Even more ominous was the Paul Wolfowitz-neocon doctrine of preemptive war, “a program breathtaking in its ambition,” wisely observed George Szamuely, former editorial writer for the Times (London), the Spectator and the Times Literary Supplement, a genuine and thoughtful conservative. “Wolfowitz,” he wrote, “was advocating total global supremacy by the United States. In every single region of the world the United States was to ensure that no power or coalition of powers could emerge that would challenge the rule of the United States in that region. Any power seeking to challenge this order could expect a vigorous and forceful U.S. response.”
It was, as critics left and right rightly recognized, a prescription for endless war.
After the fall of Iraq in 2003, they seemed remarkably prescient. They had won! But had they? Now we know they were painfully wrong. The callow generalizations of living-room warriors without military or significant political experience told little of what the Iraq invasion would become: no flowers and kisses from ebullient crowds, savage guerilla resistance, the ever-present possibility of religious civil war, and the birth of new terrorists. Nor have they expressed any regret, sorrow or shame about the many Americans, allies and Iraqi dead, wounded, tortured and terrorized in Iraq.
Neocons are the heirs of Woodrow Wilson, not because of his ill-formed fantasies of world peace through war, but because he’s the man who invaded Mexico, took the country into WWI, gave dissenters such as Eugene V. Debs with brutal prison sentences and who viewed blacks as inferior and had a failed and confusing vision of newly created and artificial rump states in a League of Nations. But neocons have yet another American imperial ancestor: Senator Albert Beveridge, a passionate supporter of American imperialism during the Spanish-American War and the subsequent bloody invasion of the Philippines, which cost 4,000 American lives and 250,000 Filipino deaths. When Beveridge pontificated, “We are the trustees of the world’s progress, guardians of its righteous peace. His chosen nation to finally lead in the regeneration of the world,” he anticipated his spiritual heirs in the Weekly Standard, New York Post, Fox TV, Pentagon civilian corps and the White House.
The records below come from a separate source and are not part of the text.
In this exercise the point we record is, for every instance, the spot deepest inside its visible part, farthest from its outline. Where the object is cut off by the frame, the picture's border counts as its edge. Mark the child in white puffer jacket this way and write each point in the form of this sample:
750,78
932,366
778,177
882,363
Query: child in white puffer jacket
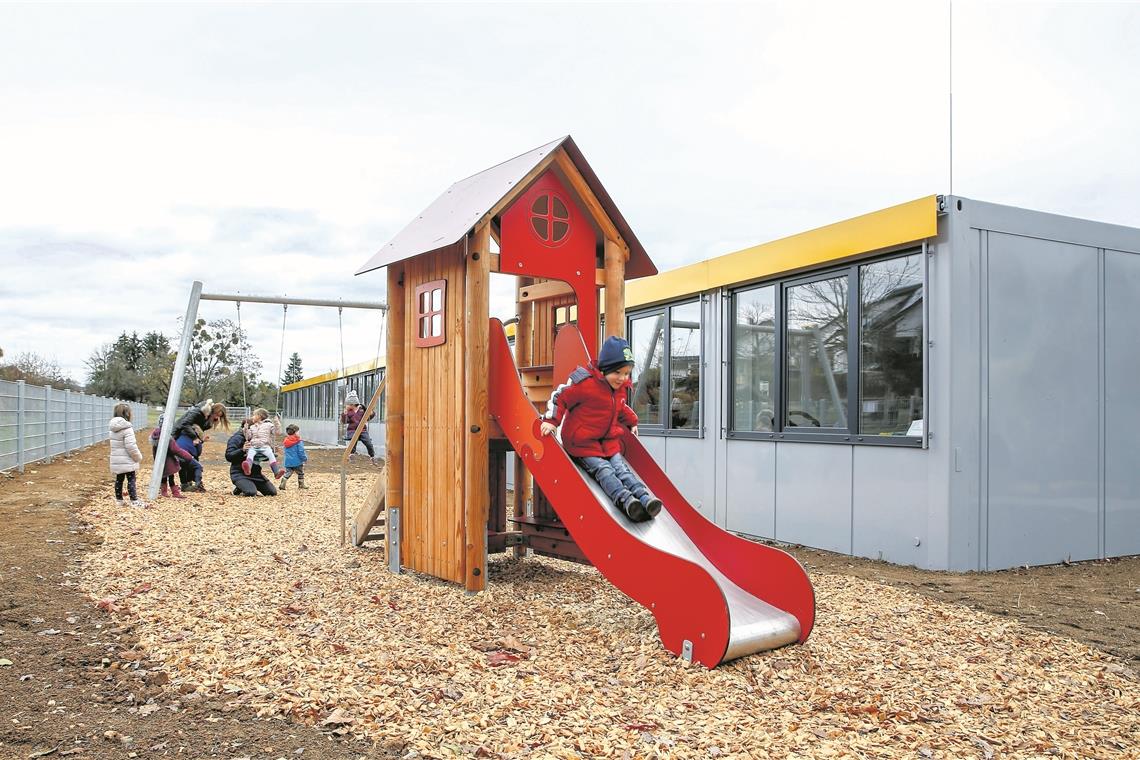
124,455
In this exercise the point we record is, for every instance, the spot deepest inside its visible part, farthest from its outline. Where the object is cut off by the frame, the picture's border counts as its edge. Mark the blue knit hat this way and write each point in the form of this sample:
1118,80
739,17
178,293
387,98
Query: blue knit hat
615,354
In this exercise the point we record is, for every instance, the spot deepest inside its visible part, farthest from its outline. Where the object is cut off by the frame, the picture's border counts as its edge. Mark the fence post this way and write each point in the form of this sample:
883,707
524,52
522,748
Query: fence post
19,426
66,421
47,424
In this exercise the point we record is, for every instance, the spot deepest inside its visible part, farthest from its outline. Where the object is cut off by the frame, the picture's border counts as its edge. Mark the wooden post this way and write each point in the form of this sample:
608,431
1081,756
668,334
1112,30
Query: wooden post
615,289
475,370
393,391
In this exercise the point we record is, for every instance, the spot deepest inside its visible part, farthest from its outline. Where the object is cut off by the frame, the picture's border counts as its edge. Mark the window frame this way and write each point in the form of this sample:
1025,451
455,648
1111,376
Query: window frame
662,426
849,434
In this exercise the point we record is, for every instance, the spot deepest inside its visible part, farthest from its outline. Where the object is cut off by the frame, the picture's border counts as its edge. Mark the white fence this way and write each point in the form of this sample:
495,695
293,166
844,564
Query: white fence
38,423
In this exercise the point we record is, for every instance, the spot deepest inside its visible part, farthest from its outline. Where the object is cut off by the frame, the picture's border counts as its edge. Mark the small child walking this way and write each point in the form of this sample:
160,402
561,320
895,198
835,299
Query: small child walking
261,432
591,406
294,457
124,455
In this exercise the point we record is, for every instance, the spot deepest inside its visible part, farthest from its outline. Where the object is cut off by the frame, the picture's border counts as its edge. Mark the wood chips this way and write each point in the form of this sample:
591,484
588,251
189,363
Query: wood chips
255,599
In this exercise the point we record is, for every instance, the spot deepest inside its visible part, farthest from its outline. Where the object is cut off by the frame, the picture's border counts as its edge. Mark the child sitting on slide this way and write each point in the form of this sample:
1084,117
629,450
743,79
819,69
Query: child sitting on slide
261,431
591,406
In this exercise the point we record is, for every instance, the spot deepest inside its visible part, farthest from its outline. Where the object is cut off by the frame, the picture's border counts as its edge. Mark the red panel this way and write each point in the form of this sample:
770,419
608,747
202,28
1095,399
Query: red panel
545,234
683,597
765,572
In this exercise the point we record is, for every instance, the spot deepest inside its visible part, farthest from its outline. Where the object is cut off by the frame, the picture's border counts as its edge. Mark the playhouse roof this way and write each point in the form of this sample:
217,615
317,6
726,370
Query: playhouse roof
458,210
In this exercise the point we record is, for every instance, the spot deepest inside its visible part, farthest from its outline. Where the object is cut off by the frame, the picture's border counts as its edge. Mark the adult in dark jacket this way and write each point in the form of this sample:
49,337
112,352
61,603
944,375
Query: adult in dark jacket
206,416
245,484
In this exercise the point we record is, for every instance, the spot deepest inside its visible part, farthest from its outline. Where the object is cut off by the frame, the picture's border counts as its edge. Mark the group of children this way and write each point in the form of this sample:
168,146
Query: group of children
185,447
591,407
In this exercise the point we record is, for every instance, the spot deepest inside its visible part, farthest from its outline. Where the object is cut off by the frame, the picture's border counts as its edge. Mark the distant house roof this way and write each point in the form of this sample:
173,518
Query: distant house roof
458,210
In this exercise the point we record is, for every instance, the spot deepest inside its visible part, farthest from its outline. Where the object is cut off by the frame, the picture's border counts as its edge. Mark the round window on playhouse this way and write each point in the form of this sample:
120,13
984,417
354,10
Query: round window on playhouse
550,219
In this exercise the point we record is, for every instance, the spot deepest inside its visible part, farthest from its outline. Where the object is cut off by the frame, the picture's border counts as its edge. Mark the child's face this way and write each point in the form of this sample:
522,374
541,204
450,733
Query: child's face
618,377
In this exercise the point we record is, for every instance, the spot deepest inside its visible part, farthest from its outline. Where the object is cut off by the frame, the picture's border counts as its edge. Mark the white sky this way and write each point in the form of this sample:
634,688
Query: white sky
274,148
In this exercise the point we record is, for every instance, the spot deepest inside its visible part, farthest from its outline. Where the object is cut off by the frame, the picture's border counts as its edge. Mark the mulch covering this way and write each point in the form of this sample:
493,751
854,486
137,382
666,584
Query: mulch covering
254,599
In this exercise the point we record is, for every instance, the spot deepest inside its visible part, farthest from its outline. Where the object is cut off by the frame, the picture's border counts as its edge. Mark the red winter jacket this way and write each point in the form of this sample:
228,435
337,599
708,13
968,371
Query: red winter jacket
596,414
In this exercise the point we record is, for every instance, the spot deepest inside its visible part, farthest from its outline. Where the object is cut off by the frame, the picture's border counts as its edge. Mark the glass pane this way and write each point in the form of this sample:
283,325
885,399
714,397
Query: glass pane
754,360
890,346
646,338
816,350
685,366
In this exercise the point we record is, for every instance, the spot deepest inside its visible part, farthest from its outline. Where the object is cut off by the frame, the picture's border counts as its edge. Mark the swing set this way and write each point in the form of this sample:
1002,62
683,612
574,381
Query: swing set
184,350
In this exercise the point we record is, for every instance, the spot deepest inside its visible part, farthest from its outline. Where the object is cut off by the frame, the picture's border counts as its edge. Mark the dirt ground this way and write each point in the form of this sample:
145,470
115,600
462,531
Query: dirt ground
73,685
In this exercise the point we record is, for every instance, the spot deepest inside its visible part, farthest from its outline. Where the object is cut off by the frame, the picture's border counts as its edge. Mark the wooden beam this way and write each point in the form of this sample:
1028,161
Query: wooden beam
615,291
477,455
593,205
393,399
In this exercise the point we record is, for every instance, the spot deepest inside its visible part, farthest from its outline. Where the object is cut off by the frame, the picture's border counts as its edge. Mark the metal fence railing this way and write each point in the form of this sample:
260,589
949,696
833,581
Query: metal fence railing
38,422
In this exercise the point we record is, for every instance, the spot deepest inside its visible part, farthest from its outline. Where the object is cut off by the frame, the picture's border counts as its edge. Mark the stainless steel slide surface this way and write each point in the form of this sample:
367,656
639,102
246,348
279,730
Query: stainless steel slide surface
754,624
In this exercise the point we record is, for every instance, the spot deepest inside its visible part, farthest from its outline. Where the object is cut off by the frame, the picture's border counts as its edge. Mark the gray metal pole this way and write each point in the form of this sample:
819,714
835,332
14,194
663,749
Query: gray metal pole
21,411
176,391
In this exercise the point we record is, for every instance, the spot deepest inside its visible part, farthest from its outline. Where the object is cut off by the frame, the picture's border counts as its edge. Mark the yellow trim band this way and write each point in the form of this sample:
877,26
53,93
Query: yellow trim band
351,369
874,231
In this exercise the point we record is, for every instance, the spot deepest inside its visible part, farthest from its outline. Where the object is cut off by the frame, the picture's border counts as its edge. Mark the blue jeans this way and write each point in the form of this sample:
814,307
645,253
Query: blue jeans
616,479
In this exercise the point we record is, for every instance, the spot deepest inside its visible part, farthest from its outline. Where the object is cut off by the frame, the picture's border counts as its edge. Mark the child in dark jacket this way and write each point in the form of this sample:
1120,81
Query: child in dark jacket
591,406
294,457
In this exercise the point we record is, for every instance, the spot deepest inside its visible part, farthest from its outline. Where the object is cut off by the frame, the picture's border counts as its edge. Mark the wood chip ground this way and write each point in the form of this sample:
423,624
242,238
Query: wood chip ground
255,599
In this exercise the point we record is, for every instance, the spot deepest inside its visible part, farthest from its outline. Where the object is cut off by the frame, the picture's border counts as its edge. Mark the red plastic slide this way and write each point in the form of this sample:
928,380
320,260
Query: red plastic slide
715,596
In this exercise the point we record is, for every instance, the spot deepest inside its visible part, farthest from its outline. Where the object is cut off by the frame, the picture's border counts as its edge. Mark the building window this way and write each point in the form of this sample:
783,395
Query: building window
754,359
836,356
430,307
890,346
667,384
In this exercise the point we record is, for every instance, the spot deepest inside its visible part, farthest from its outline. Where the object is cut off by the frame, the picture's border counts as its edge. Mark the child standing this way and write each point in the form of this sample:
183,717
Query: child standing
294,457
124,455
352,418
591,406
261,432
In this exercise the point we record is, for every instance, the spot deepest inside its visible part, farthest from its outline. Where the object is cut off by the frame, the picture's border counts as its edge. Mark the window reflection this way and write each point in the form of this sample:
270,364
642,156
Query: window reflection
754,361
890,346
685,366
816,353
646,338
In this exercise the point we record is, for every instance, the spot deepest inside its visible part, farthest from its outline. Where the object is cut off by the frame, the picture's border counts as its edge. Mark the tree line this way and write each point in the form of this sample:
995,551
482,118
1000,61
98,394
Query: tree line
221,365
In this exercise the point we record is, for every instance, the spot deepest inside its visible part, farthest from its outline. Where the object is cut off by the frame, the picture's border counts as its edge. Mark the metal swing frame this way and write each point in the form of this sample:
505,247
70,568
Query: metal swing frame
184,352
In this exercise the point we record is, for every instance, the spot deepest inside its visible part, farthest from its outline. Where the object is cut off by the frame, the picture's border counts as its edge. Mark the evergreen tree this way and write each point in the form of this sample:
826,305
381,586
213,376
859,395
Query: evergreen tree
293,372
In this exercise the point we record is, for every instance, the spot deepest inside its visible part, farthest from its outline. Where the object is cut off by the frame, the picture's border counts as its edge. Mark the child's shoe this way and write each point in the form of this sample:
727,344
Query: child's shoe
634,509
652,506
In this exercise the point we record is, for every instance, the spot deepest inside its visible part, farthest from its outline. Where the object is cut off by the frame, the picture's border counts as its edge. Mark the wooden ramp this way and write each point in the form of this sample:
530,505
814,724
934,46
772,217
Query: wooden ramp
371,513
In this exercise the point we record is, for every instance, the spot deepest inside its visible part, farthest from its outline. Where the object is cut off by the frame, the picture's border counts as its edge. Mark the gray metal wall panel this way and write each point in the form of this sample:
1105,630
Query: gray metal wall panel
691,473
889,509
1122,417
1042,408
750,488
814,495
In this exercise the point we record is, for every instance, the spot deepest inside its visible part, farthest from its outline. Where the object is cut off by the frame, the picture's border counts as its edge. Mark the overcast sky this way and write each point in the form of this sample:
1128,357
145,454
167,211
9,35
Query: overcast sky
274,148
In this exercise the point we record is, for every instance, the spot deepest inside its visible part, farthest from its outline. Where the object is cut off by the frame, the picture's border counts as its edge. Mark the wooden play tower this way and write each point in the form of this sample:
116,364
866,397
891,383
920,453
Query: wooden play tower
560,234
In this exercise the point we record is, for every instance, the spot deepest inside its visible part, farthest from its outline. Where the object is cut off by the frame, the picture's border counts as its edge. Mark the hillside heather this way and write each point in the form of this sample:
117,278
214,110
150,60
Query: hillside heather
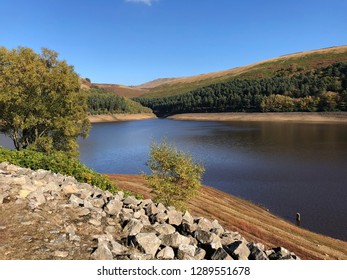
53,216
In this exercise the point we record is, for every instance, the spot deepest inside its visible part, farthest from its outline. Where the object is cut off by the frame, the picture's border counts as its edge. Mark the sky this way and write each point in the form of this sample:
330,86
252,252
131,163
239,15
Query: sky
135,41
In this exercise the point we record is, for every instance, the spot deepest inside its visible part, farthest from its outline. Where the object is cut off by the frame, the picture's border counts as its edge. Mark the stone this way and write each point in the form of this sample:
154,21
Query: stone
148,242
187,218
164,229
221,254
151,209
117,248
217,228
185,252
126,214
70,189
84,212
228,238
161,217
279,253
36,198
199,254
167,253
102,253
131,202
60,254
76,201
238,250
113,207
174,240
174,217
133,227
98,202
95,222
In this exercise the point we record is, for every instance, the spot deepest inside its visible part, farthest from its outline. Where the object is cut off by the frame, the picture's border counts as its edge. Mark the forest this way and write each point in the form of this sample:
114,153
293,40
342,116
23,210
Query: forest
322,89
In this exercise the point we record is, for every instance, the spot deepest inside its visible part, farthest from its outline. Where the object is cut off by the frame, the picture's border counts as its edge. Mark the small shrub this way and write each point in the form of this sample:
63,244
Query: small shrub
175,177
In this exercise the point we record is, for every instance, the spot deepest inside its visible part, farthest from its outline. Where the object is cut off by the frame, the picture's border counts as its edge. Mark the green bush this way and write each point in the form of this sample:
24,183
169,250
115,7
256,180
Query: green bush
175,176
57,162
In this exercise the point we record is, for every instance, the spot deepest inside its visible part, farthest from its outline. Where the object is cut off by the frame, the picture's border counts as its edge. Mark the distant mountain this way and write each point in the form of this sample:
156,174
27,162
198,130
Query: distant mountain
285,65
122,90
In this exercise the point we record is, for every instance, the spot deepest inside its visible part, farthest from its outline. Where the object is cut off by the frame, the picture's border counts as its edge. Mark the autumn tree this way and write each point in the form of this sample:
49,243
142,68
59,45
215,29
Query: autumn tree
175,176
40,104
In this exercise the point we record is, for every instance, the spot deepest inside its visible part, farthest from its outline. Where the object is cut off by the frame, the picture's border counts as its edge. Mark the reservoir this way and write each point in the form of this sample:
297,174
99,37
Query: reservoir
283,166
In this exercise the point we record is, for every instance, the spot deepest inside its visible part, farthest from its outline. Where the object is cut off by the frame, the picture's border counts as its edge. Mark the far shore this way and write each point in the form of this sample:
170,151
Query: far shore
317,117
120,117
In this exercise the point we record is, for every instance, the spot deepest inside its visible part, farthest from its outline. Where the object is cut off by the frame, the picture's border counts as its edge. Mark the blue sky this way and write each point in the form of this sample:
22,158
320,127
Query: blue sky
135,41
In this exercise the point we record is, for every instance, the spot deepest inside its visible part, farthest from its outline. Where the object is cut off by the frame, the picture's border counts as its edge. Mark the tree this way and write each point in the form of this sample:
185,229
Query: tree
175,177
40,104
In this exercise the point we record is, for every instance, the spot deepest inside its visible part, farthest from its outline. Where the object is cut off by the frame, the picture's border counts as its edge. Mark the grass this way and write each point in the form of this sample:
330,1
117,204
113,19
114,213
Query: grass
284,65
253,222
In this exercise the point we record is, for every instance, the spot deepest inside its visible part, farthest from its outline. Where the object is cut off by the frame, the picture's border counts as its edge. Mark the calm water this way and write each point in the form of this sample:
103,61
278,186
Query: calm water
286,167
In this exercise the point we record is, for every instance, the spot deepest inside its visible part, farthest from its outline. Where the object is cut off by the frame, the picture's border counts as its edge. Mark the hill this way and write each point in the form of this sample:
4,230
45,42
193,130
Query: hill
285,65
122,90
252,222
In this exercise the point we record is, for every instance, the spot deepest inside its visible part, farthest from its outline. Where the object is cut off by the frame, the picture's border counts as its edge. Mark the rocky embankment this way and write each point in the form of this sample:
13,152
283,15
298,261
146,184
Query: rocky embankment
50,216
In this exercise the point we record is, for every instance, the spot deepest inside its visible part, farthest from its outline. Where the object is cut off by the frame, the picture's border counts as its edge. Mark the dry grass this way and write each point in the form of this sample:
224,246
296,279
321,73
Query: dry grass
253,222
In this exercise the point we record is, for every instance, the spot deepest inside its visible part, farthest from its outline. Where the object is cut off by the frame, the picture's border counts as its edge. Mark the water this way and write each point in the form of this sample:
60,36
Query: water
286,167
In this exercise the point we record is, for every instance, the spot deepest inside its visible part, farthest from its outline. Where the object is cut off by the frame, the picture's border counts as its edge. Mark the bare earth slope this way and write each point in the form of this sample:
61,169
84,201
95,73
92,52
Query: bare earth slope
253,222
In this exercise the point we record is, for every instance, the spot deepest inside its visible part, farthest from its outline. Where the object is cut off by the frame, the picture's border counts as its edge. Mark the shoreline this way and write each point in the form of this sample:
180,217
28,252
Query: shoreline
306,117
120,117
249,219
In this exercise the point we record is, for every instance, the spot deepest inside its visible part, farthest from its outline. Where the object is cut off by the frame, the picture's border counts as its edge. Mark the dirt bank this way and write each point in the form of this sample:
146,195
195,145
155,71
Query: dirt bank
253,222
323,117
120,117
It will take a long time before this generation of neocons will be able to atone for their profound blunders. Nor will they be able to satisfy millions of us who still have never heard an honest explanation of why we invaded Iraq instead of going after Osama, which has caused problems that may take generations to resolve. I hope that some day the neocons can find time to attend a ceremony for our Iraqi war dead and then pray for forgiveness.